Later that afternoon, I stood in the dorm lounge of my new home, silent and motionless in front of the TV screen. Other girls chatted throughout the common room, but I froze on my way to the laundry room, eyes locked on a WBZ reporter standing in front of St. John’s. B-roll cut in of protesters on the seminary sidewalk with hand-lettered signs scrawled with “Come clean, Cardinal Seán!”

My friends are seminarians there, only half a mile down the street from my dorm. My pastor is sitting inside after his drive up. My shepherd is there, too. This is my Church. It is not a detached problem of the past, or a blip of a problem that Philadelphia encountered the prior spring. I stood there, staring at the TV, hearing Father’s voice in my head. “This is bad, really bad.”

I was born in 2001. Ten months later, the Boston Globe exposed the decades of abuse and cover-ups in the Archdiocese of Boston. Eighteen months later, Cardinal Seán O’Malley came to Boston. With a good track record of sifting through the rumble after abuse shakes a diocese, Cardinal O’Malley got to work, selling off the cardinal’s mansion (now BC’s School of Theology & Ministry), and instituting rules to make sure that it would never happen again. 
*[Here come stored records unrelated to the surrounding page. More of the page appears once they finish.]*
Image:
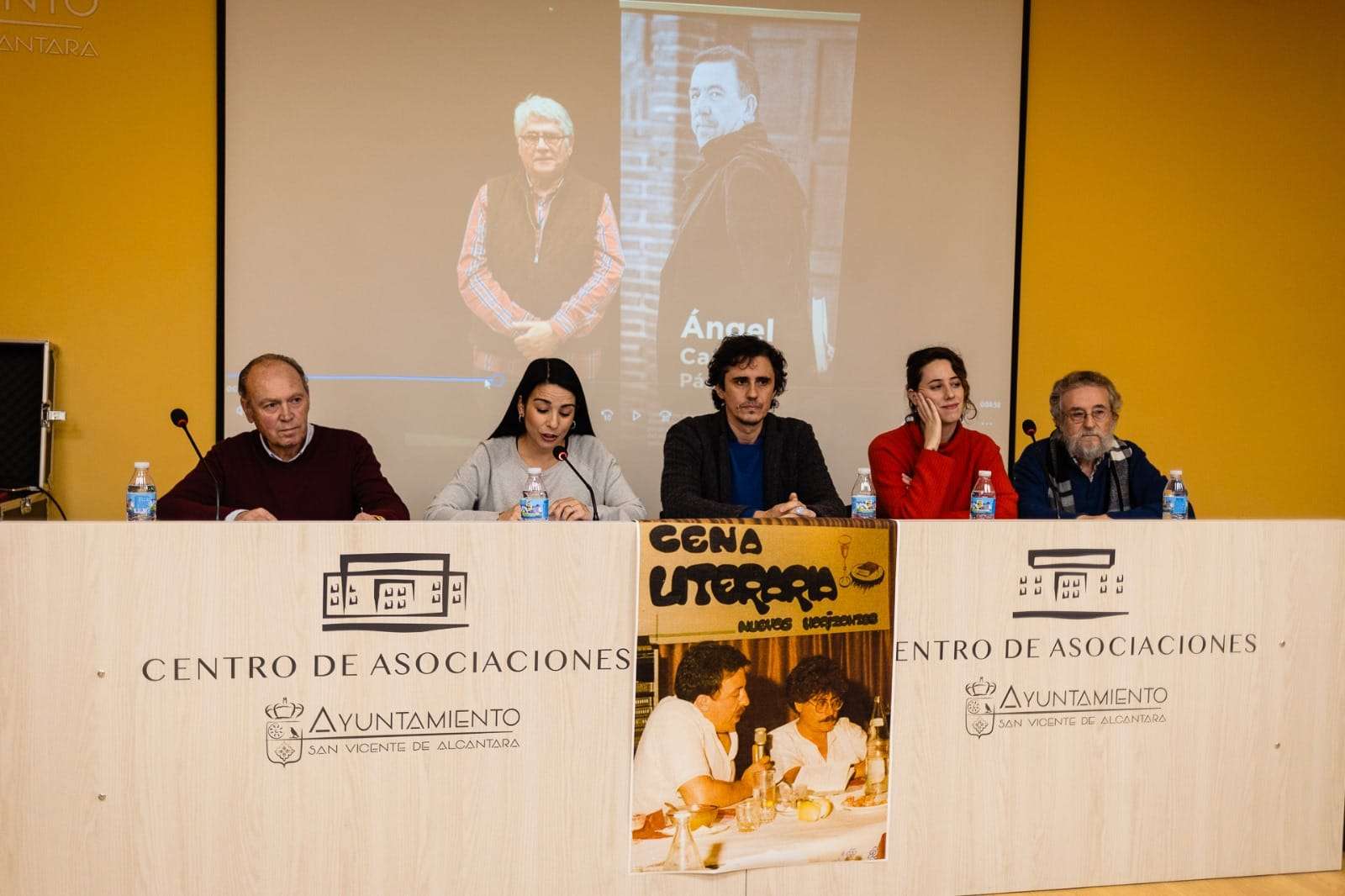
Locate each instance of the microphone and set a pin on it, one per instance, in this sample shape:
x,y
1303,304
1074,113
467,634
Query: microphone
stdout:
x,y
179,419
562,454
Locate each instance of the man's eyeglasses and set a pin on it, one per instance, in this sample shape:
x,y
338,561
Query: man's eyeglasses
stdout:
x,y
826,704
1100,416
531,139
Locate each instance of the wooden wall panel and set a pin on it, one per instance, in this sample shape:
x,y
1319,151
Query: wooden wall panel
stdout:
x,y
1244,772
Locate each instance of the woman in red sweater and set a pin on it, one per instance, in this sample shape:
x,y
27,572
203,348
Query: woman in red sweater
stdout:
x,y
925,470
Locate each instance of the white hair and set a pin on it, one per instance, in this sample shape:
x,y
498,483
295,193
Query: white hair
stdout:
x,y
535,107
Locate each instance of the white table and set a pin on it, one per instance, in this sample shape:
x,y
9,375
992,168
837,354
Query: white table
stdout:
x,y
844,835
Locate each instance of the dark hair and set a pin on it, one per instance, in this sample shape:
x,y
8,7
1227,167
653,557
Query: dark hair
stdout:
x,y
916,362
557,373
704,669
750,82
740,350
813,677
266,358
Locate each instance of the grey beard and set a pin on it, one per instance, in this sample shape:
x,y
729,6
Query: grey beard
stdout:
x,y
1075,444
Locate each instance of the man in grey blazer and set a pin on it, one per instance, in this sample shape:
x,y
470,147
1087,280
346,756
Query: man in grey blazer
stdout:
x,y
743,461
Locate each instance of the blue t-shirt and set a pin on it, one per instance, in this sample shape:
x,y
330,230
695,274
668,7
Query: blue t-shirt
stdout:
x,y
746,475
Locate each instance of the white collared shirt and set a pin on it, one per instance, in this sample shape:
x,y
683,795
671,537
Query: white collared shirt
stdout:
x,y
678,744
847,746
309,437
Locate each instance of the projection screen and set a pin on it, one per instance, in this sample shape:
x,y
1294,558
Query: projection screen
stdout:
x,y
363,143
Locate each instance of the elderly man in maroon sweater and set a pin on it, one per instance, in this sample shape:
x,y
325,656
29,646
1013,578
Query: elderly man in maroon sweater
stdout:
x,y
288,468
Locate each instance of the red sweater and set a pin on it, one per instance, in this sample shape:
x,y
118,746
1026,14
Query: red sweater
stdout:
x,y
941,481
335,478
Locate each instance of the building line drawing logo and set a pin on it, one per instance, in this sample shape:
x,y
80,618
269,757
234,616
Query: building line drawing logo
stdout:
x,y
978,712
284,734
403,593
1064,573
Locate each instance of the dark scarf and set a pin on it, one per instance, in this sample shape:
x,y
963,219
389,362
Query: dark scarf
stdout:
x,y
1060,463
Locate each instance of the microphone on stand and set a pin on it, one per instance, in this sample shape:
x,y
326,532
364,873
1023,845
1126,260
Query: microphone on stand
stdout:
x,y
179,419
562,454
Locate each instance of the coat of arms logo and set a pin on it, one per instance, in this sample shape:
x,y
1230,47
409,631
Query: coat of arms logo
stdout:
x,y
284,734
979,712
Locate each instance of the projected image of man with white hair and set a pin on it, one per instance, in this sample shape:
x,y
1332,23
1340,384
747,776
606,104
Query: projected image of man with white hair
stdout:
x,y
541,256
739,262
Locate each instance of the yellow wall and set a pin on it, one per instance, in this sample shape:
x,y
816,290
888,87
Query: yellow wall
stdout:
x,y
1184,174
108,235
1187,174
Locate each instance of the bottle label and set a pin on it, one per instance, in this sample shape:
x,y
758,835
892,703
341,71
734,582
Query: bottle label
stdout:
x,y
140,503
535,508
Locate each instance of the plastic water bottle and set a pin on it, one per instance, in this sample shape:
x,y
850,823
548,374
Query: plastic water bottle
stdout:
x,y
141,495
535,503
1176,498
984,497
864,501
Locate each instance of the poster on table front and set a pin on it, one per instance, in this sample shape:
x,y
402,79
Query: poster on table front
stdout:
x,y
806,607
I grew up with it being normal to never be allowed to be in a room alone with a priest, even in confession. I knew no different. I knew nothing other than a period of healing and progress. I saw the darkness and confusion as a closed epoch of the past––or so I thought.

And now, 20 years later, I’m sitting in it––personally this time. On one front, I’m an investigative journalist now, uncovering stories I wish were never there to be uncovered. This week though, I’ve been left to help lead a local parish before I am even 20, navigating a parish community reeling from a sudden pastor change, a measure by the Archdiocese to not let history repeat itself, no matter how overly cautious it may seem. As the parish phones rang off the hook this past weekend with confused, angry, and hurting parishioners, I had to answer the question, “Can I speak to the pastor, please?” with “We don’t have one right now,” while tears welled in my eyes. 

I wish this was never a topic I would consider, but my mind is spinning, and my heart is broken and numb. The blessing in the chaos is that I get to see a glimpse of 2002, a time in Church history that I could not previously empathize with. In our parish office this weekend, we played Chris Rezema’s song “I Don’t Want to Go” on repeat. Lord, I don’t wanna go if You’re not going before me. Anywhere you are, I wanna be there… even if that is Your broken, burning, and crumbling Church. Because it’s Yours, Lord.